Some residents reluctant to discuss Kelly Avenue mass shooting

A man standing in the door of his Joy Park home said he heard lots of gunshots but didn’t want to talk about it.

“There’s too much involved,” he said.

Two teenage girls searched a field by where the shooting happened, looking for the cellphone of a friend who dropped it when she ran. Neither of them was at the party.

Joyous Payne, 21 and Treasure Bell, 31, who were at a party targeted in a mass shooting, talk Sunday morning about having a good time and dancing before running for their lives when the gunfire erupted just after midnight.
Joyous Payne, 21 and Treasure Bell, 31, who were at a party targeted in a mass shooting, talk Sunday morning about having a good time and dancing before running for their lives when the gunfire erupted just after midnight.

Payne, 21, and Treasure Bell, 31, were walking up Kelly Avenue about 10 a.m. Sunday toward the shooting scene when they stopped to share what they saw. They said the birthday party, which was for a man who lives in a house near Kelly and 8th, was going on most of the day and was very peaceful.

As the hours grew later, Payne said police came because there were a lot of people in the street. She said the party-goers moved to the sidewalk and an open field.

Joyous Payne, 21, pauses as she talks about being at a party and running for safety when shooting started early Sunday on Kelly Avenue in East Akron.
Joyous Payne, 21, pauses as she talks about being at a party and running for safety when shooting started early Sunday on Kelly Avenue in East Akron.

Payne said music was playing and people were singing and dancing.

“Nobody was fighting,” she said. “There was no drama.”

“We all was just having fun,” she continued.

Suddenly, Payne said, bullets started flying and people ran, with some getting trampled.

Bell said one man running with them had a hole in his face where he’d been shot.

“People were laying on the ground, not moving,” Payne said.

“That was a horrific experience,” Bell said.

Treasure Bell, 31, talks about seeing a man with a hole in his face as he was running away when the shooting started Sunday at a birthday party on Kelly Avenue.
Treasure Bell, 31, talks about seeing a man with a hole in his face as he was running away when the shooting started Sunday at a birthday party on Kelly Avenue.

Joy Park neighbors stunned by spray of bullets amid night of fun

Payne, who recently moved to Joy Park, she said didn’t know everyone at the party and isn’t sure who got shot.
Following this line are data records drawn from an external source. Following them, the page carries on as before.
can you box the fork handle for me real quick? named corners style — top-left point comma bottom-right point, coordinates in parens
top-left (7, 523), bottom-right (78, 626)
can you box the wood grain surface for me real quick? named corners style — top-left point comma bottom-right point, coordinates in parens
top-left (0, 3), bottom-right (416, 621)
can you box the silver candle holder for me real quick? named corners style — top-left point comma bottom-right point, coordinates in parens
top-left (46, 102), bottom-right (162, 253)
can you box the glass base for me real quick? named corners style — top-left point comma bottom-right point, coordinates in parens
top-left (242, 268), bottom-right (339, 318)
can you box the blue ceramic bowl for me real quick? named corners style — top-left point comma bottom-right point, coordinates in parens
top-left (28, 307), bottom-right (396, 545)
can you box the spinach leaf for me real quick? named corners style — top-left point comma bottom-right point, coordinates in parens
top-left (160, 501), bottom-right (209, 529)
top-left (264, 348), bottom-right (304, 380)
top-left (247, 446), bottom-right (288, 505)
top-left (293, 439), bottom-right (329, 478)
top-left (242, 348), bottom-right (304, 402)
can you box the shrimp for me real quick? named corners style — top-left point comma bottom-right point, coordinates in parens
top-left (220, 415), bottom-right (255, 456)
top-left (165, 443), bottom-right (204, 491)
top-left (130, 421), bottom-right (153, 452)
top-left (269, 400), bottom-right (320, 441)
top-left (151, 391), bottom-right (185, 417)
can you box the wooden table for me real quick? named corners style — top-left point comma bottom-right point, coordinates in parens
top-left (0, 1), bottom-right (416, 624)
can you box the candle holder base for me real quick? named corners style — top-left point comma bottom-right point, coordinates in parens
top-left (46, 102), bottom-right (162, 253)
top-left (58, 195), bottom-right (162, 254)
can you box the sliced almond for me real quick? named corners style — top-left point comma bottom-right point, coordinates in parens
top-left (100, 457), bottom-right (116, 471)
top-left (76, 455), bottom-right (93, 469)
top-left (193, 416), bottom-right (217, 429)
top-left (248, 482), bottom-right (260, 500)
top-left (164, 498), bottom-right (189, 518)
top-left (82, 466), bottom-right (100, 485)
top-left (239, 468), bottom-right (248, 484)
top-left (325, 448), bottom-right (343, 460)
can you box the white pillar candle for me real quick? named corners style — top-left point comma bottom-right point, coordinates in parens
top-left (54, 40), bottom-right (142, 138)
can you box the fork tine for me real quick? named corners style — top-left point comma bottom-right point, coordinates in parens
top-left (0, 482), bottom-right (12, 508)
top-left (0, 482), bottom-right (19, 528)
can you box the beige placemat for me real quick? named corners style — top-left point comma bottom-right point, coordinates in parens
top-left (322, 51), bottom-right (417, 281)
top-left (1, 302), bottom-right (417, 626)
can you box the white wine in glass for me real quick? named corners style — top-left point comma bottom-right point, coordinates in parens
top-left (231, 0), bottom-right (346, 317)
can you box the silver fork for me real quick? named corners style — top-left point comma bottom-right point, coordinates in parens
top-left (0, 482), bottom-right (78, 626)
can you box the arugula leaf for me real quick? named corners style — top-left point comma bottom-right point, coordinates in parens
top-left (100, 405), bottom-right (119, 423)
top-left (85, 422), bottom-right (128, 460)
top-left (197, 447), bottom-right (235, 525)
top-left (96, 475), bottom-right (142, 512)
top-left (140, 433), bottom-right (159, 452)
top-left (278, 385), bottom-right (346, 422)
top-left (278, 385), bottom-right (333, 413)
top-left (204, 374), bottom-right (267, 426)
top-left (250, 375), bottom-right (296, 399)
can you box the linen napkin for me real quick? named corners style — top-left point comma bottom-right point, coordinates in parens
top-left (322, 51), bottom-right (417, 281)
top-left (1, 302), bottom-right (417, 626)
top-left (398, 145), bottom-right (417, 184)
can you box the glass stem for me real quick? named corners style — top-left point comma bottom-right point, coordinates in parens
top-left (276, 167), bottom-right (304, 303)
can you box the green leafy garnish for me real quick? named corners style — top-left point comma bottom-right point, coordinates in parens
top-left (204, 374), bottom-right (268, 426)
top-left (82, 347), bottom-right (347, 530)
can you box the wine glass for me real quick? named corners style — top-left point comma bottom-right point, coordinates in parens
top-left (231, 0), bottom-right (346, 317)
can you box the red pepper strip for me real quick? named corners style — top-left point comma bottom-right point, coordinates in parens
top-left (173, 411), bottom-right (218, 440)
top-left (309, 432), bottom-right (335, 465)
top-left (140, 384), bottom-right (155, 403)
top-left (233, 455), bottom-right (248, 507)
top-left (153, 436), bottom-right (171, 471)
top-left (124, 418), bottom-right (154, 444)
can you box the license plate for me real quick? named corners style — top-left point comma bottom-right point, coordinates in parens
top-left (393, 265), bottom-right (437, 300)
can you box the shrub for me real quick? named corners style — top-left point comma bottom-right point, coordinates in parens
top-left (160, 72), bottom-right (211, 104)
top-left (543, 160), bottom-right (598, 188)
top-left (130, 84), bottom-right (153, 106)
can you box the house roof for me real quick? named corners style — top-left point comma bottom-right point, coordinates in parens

She said she does know that the people she came to the party with weren’t among those who were wounded.

Payne said people got into cars and left or were taken away by ambulances. She went home.

“I can’t believe all of that happened!” she said. “That was crazy!”

Payne said she hopes more people don’t end up dying from the shooting. She estimated that several hundred people were at the party.

“So many people got hurt,” she said.

Payne said the man who had the party owns tow truck companies in Akron. She said he’s previously had parties that didn’t end in bloodshed.

A man on the porch of JULIA House, a recovery home for veterans that’s near where the shooting occurred, said the party went on for about 10 hours. He said the police showed up and asked the partygoers to wrap it up. About a half-hour later, he said, the shooting happened.

Police tape its tied on an 8th Avenue street sign Sunday near where a mass shooting occurred in East Akron; a memorial affixed to the sign had been placed there after an incident that preceded early Sunday's gunfire.
Police tape its tied on an 8th Avenue street sign Sunday near where a mass shooting occurred in East Akron; a memorial affixed to the sign had been placed there after an incident that preceded early Sunday's gunfire.

The man, who didn’t want to give his name, said someone in a car sprayed bullets at a house and people came out and returned fire at the vehicle.

Another man walking up Kelly Avenue said he was at the party and fled when the shooting started. He said he’s not sure what prompted the shooting.

“It was fun,” said the man, who declined to give his name. “Somebody came and made it not fun.”